Triflumuron (TFM) is one of the most widely used insecticides over the world. It is a benzoylphenyl urea that belongs to the class of insect growth regulators. This insecticide acts by inhibiting insect's chitin synthesis and by consequences, making insect more susceptible to pathogens and malformations. TFM effects have been reported in mammalians and crops. However, studies that reveal its toxicity mechanisms are limited. In this line, the current study aimed to determine the implication of oxidative stress in the toxicity induced by TFM and particularly in the perturbation of biochemical parameters in male Balb/C mice. Male Balb/C mice were divided into three groups receiving TFM at doses of 250, 350, and 500 mg/kg bw respectively. The occurrence of oxidative stress in both kidney and liver tissues was monitored by measuring of oxidative stress markers. TFM caused an increase as protein carbonyls generation, malondialdehyde induction (MDA) and catalase (CAT), superoxide dismutase (SOD), glutathion peroxidase (Gpx), as well as glutathion S transferase (GST) activities. In the same conditions, we have evaluated the effect of TFM treatment on biochemical parameters. In response to the three TFM doses, we showed significant dose dependent inductions in all tested oxidative stress markers. However, TFM caused an increase in the liver enzyme activities as aspartate transaminase (AST), alanine transaminase (ALT), alkaline phosphatase (ALP), g-glutamyltranspeptidase (GTT), and total bilirubin (BILT) in a dose-dependent manner. Equally, renal markers as urea, uric acid, albumin, and creatinine were increased in the same manner. We can conclude that oxidative damage seems to be a key determinant of TFM-induced toxicity in both liver and kidney of male Balb/C mice.
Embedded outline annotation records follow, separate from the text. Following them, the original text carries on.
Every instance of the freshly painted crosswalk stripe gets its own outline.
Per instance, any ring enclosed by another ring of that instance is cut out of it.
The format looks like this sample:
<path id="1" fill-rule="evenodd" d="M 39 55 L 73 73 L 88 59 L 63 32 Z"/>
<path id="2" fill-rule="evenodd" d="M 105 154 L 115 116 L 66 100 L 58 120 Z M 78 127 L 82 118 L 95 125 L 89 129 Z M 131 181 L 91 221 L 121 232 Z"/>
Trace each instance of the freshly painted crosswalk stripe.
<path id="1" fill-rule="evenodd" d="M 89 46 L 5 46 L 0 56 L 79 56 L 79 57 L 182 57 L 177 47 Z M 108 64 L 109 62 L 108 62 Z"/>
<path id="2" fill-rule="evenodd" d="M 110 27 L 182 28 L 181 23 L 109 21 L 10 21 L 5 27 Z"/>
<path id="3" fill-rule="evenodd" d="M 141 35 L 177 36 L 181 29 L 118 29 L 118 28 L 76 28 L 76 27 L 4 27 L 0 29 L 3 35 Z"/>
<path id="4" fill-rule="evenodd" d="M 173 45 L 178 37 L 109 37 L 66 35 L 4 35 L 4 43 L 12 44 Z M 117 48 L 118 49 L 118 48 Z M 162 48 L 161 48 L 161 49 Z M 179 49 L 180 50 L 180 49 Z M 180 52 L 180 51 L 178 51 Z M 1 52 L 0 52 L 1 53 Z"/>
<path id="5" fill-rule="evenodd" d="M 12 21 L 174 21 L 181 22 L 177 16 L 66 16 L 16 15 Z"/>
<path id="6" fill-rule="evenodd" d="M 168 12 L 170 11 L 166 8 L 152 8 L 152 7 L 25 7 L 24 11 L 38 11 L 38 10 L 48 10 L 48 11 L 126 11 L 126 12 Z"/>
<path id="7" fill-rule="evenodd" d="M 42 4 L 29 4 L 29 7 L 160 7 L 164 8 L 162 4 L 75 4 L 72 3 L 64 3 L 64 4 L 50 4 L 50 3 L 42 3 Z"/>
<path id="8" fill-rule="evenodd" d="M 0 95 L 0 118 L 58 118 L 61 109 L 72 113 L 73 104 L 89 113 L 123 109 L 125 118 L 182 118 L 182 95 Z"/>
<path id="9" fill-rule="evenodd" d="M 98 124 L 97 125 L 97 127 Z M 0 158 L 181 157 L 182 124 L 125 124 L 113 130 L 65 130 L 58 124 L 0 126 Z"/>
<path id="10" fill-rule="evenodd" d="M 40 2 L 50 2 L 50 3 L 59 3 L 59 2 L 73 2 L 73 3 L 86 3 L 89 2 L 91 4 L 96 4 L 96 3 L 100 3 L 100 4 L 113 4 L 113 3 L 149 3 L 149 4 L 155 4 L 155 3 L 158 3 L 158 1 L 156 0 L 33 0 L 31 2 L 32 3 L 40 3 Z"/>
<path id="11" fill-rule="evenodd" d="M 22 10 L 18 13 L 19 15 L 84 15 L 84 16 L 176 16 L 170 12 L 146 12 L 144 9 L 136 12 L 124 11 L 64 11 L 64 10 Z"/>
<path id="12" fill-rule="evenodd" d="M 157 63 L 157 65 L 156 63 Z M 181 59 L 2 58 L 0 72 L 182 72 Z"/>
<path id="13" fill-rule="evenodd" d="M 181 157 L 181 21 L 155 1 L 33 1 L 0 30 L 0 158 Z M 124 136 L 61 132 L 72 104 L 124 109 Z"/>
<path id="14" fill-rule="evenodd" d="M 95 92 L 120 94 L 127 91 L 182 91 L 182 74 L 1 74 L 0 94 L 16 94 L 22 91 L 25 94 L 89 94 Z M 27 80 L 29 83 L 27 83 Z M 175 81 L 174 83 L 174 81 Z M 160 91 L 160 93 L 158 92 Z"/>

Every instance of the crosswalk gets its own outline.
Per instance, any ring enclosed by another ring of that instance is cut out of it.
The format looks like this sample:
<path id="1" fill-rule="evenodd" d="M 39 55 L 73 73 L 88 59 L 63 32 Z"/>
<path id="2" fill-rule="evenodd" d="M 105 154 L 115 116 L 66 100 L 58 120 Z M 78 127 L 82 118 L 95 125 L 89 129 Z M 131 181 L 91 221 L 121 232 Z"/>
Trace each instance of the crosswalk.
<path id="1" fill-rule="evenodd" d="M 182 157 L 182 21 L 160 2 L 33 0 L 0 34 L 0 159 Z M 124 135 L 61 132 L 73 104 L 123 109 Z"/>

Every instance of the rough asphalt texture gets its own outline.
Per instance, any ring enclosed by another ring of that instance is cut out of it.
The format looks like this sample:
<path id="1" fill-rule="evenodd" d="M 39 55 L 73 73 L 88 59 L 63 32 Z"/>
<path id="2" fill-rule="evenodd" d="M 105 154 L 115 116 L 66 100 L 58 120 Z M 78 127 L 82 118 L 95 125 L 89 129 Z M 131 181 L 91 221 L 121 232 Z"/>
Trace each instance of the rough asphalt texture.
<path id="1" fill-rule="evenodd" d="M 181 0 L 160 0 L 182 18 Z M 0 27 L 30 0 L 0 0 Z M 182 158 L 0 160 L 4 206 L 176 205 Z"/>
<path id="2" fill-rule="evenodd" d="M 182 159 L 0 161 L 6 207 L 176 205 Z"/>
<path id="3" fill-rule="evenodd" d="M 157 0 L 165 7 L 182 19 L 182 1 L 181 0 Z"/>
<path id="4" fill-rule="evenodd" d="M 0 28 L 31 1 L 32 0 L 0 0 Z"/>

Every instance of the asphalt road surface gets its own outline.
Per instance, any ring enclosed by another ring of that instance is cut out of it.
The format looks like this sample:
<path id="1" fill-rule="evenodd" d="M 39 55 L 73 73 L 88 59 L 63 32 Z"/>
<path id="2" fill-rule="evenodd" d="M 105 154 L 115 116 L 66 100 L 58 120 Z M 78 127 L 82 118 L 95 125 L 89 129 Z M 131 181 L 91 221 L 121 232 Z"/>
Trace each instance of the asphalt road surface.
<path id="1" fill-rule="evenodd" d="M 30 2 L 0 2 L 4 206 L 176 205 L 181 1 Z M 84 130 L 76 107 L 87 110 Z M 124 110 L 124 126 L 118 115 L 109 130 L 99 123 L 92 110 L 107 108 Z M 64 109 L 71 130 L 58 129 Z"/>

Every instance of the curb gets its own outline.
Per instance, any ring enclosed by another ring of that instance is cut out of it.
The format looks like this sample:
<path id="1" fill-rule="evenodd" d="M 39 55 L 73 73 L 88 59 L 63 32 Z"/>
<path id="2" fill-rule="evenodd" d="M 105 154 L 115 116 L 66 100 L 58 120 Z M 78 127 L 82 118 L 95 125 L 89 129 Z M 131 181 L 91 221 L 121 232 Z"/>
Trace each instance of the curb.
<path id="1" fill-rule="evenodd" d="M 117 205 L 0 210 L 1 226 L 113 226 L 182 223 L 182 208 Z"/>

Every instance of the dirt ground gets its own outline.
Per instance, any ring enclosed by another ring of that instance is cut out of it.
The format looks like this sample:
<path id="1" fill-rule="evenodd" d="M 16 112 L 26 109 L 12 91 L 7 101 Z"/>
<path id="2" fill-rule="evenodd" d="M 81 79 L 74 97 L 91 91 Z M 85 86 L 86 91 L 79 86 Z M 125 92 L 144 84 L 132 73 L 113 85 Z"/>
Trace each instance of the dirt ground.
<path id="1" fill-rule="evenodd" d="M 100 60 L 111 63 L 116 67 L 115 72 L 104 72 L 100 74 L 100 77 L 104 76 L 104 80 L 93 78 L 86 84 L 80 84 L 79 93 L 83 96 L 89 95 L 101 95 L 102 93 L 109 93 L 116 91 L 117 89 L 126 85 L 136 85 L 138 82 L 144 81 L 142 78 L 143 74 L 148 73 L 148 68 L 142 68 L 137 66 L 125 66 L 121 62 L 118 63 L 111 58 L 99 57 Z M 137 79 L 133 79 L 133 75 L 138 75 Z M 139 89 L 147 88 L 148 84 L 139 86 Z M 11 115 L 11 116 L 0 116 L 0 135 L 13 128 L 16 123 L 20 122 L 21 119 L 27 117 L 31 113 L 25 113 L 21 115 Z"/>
Moreover, the oxidative stress is more pronounced in the liver than in the kidney. Thus, TFM may be considered as a hepatotoxic insecticide.
Triflumuron induces genotoxicity in both mice bone marrow cells and human Colon cancer cell line
Toxicol Mech Methods 2020 Jul;30(6):438-449.PMID:32312157DOI:10.1080/15376516.2020.1758981.
Triflumuron (TFM) is an insect growth regulator (IGR), an insecticide commonly used over the world. It is known for its several toxic manifestations, such as reprotoxicity, immunotoxicity and hematotoxicity, which could affect public health. However, studies that reveal its toxic effects on mammalians are limited. To reach this purpose, our study aimed to elucidate the eventual genotoxic effects of TFM in mice bone marrow cells and in HCT 116 cells after a short term exposition. TFM was administered intraperitoneally to Balb/C male mice at doses of 250, 350 and 500mg/kg bw for 24 h. Genotoxicity was monitored in bone marrow cells using the comet test, the micronucleus test and the chromosome aberration assay. Our results showed that TFM induced DNA damages in a dose-dependent manner. This genotoxicity was confirmed also in vitro on human intestinal cells HCT 116 using the comet test. It was then asked whether this genotoxicity induced by TFM could be due to an oxidative stress. Thus, we found that TFM significantly decreased HCT 116 cell viability. In addition, it induced the generation of reactive oxygen species (ROS) followed by lipid peroxidation as revealed by the increase in the malondialdehyde (MDA) levels. Similarly, the activation of the antioxidant enzymes (catalase and superoxide dismutase) was also observed. Our results indicated that, in our experimental conditions, TFM had a genotoxic effect on bone morrow cells and in HCT 116 cells. Moreover, we demonstrated that this genotoxicity passes through an oxidative stress.